Barriers and facilitators to IKT/research partnerships in trainee-led research

IKT impact and outcomes

As shown in Table 6, reported IKT impact and outcomes were related to immediate (n = 38), intermediate (n = 40) and/or long-term (n = 15) outcomes of partnership formation. Twenty studies did not report outcomes related to IKT or other research partnerships. See Table 6 for more detail.

Table 6 Reported outcomes

Discussion

This scoping review describes how IKT or other research partnership approaches have been applied in thesis and/or postdoctoral health research. We identified 74 papers from published and grey literature sources to be included in the review. Overall, study findings provide insights for trainees interested in IKT or other research partnership approaches, and offer guidance on how to apply an IKT approach to their research. Further, the review highlights the important role that academic supervisors, knowledge users, and academic and health system institutions play in providing support and infrastructure to facilitate IKT or other research partnerships in trainee-led health research.

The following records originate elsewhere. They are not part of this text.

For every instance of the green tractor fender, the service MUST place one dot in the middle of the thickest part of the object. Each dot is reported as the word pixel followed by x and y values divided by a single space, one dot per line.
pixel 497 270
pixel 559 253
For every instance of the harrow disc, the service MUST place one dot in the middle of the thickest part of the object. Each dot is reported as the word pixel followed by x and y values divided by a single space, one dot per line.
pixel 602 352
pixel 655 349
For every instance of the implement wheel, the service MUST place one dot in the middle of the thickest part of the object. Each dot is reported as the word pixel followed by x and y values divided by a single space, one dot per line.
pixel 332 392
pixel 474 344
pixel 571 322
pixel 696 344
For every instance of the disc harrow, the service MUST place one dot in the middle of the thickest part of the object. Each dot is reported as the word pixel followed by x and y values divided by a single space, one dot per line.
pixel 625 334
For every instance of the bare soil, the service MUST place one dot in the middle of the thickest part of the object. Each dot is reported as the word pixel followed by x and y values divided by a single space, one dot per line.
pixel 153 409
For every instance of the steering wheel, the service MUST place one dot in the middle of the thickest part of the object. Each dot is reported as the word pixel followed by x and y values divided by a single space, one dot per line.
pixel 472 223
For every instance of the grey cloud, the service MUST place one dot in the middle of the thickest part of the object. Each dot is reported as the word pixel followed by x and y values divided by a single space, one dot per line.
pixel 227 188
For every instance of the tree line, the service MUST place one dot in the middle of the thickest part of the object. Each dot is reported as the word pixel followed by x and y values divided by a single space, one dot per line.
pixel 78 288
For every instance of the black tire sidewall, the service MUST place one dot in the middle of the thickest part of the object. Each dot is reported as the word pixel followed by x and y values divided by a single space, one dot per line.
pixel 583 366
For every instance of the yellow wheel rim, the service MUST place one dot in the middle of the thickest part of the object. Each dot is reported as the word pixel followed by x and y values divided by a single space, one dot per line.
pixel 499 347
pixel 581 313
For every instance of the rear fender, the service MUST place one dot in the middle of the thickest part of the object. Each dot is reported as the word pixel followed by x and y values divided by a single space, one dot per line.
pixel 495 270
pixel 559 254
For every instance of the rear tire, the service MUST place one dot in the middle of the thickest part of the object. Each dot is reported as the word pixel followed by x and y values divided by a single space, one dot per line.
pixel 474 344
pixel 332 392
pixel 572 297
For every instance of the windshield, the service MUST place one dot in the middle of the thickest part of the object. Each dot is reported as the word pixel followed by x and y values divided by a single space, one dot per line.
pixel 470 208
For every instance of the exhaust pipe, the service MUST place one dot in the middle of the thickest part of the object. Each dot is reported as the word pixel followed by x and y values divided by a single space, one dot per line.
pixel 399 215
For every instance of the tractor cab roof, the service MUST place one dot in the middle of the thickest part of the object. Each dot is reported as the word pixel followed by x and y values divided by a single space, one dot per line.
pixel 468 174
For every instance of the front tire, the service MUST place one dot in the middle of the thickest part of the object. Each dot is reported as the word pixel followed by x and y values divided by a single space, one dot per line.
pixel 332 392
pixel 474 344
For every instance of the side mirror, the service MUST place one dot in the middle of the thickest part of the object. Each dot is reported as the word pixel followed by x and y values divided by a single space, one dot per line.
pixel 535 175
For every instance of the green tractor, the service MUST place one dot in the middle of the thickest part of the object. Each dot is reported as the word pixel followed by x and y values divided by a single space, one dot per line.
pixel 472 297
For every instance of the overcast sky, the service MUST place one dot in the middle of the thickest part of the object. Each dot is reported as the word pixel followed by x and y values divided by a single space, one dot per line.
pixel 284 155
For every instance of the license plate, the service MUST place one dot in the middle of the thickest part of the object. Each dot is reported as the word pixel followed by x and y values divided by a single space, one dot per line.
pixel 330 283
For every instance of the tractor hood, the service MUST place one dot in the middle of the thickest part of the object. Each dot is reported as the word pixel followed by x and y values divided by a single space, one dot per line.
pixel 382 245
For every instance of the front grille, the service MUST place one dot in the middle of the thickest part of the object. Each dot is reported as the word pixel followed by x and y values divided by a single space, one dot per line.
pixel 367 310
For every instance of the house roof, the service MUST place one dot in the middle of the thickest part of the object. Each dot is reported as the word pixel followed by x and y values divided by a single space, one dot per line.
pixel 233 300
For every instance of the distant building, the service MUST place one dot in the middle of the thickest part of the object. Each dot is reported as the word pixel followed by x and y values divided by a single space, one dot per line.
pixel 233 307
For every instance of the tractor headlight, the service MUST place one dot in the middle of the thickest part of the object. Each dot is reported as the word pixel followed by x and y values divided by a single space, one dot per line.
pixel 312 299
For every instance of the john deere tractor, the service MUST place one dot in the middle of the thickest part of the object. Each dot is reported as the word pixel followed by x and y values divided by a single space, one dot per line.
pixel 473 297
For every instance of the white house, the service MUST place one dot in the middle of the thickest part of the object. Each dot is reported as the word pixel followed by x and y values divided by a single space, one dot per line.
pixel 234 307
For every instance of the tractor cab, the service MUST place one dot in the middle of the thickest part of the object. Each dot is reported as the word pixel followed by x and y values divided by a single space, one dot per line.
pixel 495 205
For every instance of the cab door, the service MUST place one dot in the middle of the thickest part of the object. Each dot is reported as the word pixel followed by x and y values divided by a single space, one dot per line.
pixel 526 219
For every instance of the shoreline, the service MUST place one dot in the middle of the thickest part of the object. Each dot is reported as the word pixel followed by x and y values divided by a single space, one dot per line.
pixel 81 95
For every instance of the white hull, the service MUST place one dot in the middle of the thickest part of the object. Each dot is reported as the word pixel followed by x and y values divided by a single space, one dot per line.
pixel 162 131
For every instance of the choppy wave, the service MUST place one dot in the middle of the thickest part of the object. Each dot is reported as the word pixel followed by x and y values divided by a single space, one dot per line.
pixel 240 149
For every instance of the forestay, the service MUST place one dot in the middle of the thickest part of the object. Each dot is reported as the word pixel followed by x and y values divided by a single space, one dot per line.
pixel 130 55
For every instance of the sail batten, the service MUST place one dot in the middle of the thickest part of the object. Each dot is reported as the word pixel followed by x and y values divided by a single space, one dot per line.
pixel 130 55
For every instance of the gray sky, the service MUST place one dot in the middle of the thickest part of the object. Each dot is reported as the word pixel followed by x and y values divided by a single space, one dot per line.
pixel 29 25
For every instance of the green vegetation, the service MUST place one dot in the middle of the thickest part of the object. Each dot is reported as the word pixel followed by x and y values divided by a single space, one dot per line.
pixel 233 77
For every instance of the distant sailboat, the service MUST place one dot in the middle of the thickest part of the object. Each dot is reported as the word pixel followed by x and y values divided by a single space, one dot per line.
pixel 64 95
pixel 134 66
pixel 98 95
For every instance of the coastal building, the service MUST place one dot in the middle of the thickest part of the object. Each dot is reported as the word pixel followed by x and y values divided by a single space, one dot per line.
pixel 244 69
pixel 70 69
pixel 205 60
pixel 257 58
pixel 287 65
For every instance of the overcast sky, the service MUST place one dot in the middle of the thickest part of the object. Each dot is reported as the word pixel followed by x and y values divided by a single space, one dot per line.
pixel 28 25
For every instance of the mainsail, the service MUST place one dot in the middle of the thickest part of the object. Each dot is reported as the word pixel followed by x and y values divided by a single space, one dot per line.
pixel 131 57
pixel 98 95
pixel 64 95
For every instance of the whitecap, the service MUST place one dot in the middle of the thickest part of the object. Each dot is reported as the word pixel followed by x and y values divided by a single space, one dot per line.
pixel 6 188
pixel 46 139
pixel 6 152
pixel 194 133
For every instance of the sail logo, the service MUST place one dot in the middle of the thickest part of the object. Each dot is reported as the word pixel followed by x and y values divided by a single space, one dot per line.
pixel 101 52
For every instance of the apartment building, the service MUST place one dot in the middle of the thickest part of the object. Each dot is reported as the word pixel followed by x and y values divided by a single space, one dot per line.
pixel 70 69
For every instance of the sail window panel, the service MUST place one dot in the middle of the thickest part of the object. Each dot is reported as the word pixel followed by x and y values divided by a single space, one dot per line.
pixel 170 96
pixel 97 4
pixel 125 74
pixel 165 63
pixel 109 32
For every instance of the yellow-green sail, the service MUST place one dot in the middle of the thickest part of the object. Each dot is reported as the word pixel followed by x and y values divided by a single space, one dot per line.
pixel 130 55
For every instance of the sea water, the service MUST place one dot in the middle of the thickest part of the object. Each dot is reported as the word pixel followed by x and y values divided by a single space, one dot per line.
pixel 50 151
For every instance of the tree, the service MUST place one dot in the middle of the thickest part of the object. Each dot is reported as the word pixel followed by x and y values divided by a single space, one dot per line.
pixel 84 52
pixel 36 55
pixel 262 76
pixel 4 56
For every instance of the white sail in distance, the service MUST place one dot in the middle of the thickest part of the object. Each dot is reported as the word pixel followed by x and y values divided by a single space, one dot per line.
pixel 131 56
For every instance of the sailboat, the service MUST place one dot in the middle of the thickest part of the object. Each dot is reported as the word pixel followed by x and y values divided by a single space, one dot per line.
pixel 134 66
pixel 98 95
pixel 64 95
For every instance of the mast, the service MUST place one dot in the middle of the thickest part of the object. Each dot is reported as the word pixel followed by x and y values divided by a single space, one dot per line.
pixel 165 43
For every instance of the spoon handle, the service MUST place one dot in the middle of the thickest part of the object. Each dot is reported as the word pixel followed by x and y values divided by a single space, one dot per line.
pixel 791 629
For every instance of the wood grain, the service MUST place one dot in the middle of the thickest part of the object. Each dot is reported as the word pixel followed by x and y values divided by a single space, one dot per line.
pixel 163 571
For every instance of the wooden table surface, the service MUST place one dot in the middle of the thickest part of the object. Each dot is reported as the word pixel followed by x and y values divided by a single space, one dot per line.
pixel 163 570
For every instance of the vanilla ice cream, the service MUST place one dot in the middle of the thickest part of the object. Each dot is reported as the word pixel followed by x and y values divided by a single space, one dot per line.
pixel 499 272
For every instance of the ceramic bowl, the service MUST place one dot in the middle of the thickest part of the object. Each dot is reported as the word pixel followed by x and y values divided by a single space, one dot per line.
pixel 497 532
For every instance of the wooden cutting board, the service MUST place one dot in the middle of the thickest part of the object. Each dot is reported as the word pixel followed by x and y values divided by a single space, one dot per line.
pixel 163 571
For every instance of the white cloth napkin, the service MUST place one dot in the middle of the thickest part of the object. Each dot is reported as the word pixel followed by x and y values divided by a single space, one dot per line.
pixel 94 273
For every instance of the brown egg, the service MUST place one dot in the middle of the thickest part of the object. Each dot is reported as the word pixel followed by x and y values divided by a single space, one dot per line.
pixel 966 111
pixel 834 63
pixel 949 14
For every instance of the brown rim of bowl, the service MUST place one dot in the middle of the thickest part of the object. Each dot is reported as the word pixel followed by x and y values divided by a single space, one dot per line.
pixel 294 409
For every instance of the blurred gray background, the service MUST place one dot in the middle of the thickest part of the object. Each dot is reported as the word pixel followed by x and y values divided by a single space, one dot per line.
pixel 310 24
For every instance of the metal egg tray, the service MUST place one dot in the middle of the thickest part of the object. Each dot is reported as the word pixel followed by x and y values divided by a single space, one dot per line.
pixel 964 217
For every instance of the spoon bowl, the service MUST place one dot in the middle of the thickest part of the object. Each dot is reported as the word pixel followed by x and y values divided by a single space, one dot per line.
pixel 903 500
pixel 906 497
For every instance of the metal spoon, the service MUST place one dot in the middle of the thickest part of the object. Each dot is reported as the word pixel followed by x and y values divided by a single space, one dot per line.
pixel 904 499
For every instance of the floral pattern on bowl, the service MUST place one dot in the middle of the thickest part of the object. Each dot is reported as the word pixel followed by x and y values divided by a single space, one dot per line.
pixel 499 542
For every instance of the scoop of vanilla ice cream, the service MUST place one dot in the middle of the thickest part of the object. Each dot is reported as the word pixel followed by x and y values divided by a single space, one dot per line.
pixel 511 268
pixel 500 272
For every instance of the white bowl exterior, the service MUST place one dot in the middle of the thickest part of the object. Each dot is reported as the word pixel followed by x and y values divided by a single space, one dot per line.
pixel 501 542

IKT/research partnership principles, strategies and/or tools

The majority of studies involved collaboration with knowledge users in the research question development, recruitment and data collection stages of the research process. We used the IAP2 Spectrum  [30] as a way to categorize the levels of knowledge user engagement. It is important to note that, as reviewers, we had to make inferences on the level of engagement due to a lack of reporting on IKT and research partnership principles and strategies. We categorized the majority of studies (n = 43) in the collaborate stage, which indicates a high level of partnership in the decision-making process. This is not surprising, as IKT and research partnerships are rooted in deliberate partnership and shared decision-making throughout the research partnership from start to finish [112]. There are distinct differences between research partnerships that empower partners to be active participants in the shared decision-making process and lesser levels of engagement, such as communication, information-sharing and consultation [113]. The included papers described the former, where trainees made deliberate efforts to support research collaboration with knowledge users and described this partnership in detail. While the IAP2 Spectrum  was a useful framework for categorizing engagement, its origins are in broad public participation [111], and it does provide a comprehensive representation of the types of knowledge users involved in health research (i.e., patient, caregivers, healthcare providers, health system leadership and policy). Efforts are needed to develop a clearer set of IKT principles and strategies for knowledge user engagement in the health context.

Barriers and facilitators to using IKT or other research partnership approaches in trainee-led health research

This review illustrates the intersecting barriers and facilitators for IKT and research partnership approaches at the individual, interpersonal and organizational levels (Fig. 2). Many of the reported facilitators were reciprocal to the barriers and have the potential to support IKT or research partnerships, including partnership skill development, co-creation of common goals and leveraging research programme partnerships. We used the COM-B model of behaviour [33] to categorize reported barriers and facilitators related to trainees’ capability, opportunity and motivation for using an IKT or research partnership approach.

Capability

Our review identified several capability-related barriers and facilitators at the individual trainee level for engaging in IKT research, including IKT knowledge and skills, and flexibility in the research approach. These findings align with recent research highlighting the lack of researcher preparation in research partnership approaches [11, 114]. Building on this known gap in the literature, our review offers a clearer understanding of what types of knowledge and skills are needed to support researcher preparation for collaborative health research, including the development of facilitation skills. Facilitation is defined as “the process of enabling (making easier) the implementation of evidence into practice” [115]. It supports a purposeful two-way process of change that focuses on building trusting relationships and establishing common goals between the facilitator and those engaged in making the change [116, 117]. More formal training efforts are needed to support facilitation skill development for health research trainees. Dogherty and colleagues developed a taxonomy of 53 facilitation strategies, ranging from providing assistance with certain tasks, to a more holistic process that empowers change in individuals’ attitudes and ways of thinking and working. This taxonomy may be a helpful starting point to develop trainees’ skills as facilitators in the research process, which to date has not been a primary focus in traditional academic programmes.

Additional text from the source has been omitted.